When you're just beginning to think about adoption, the choices can be mind boggling. Should you adopt domestically or go the international route? What age of child would be right for your family? How do you go about finding a reputable adoption agency? What will it be like to parent a child not born to you? Sometimes the sheer volume of questions can leave you feeling unable to make any kind of decision. After all, this is a big thing.
After four kids, my husband and I knew we didn't want to do the pregnancy thing again, but we wanted to parent another child. By the time we were ready to move forward with actual paperwork, I'd already spent half a year online, investigating options and talking with other families about their experiences with various agencies.
We knew right away that we didn't want to put our other kids through a situation where a new child lived with us for months, only to be taken back by a birth parent. So, for us, that ruled out adopting from foster care. We thought for awhile that domestic adoption of a newborn might be right for us. We got our homestudy and wrote our "birthmom letter" -- the letter telling birthmoms about our family. The letter felt odd to me like a sales pitch, subtitled "Look what nice people we are. Now give us your baby."
But we thought about that little baby, and pulled together the required papers. After half a year of waiting, a young pregnant woman finally chose our family to parent her baby. She changed her mind an hour after the baby was born. Not as bad as being asked to give back a child after it had come home with us, but still very difficult.

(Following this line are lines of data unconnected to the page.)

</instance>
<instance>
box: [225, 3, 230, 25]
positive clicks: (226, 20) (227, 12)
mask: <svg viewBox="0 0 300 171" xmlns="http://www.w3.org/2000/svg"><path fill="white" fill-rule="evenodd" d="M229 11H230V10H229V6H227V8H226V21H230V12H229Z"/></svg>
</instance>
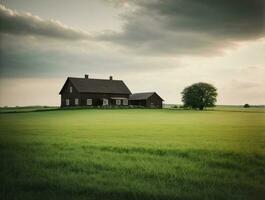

That experience left us certain that domestic adoption was not for us. I know it has been a beautiful blessing for many people, including some of my friends and family. I've heard story after story of doors opening, and amazing connections being made between birth and adoptive families.
But for us, international was the way to go. We felt more peace with adopting in a situation where the children had already been relinquished by birth family, where we'd had no sway over the choice. We didn't want to worry that we'd talked a mom into giving us her child. And each time we moved forward to adopt internationally, doors opened. We now have two children from Korea and four from Ethiopia -- amazing kids who add so much richness to our lives.
I think it comes down to educating yourself as well as possible, talking with your family about the options, and then just moving forward, trusting that doors will open or close to direct you towards the children who are meant to be in your family. Faith truly is a big part of the adoption process.
But education is essential as well. There are lots of good websites out there, filled with information about all the various adoption options. Adoption.com is a great place to start. For two years I wrote their Ethiopia adoption blog -- check out those archives if you are considering adopting from Ethiopia. Once you learn the requirements for various countries and programs, you can narrow it down to a program or two that might work for you.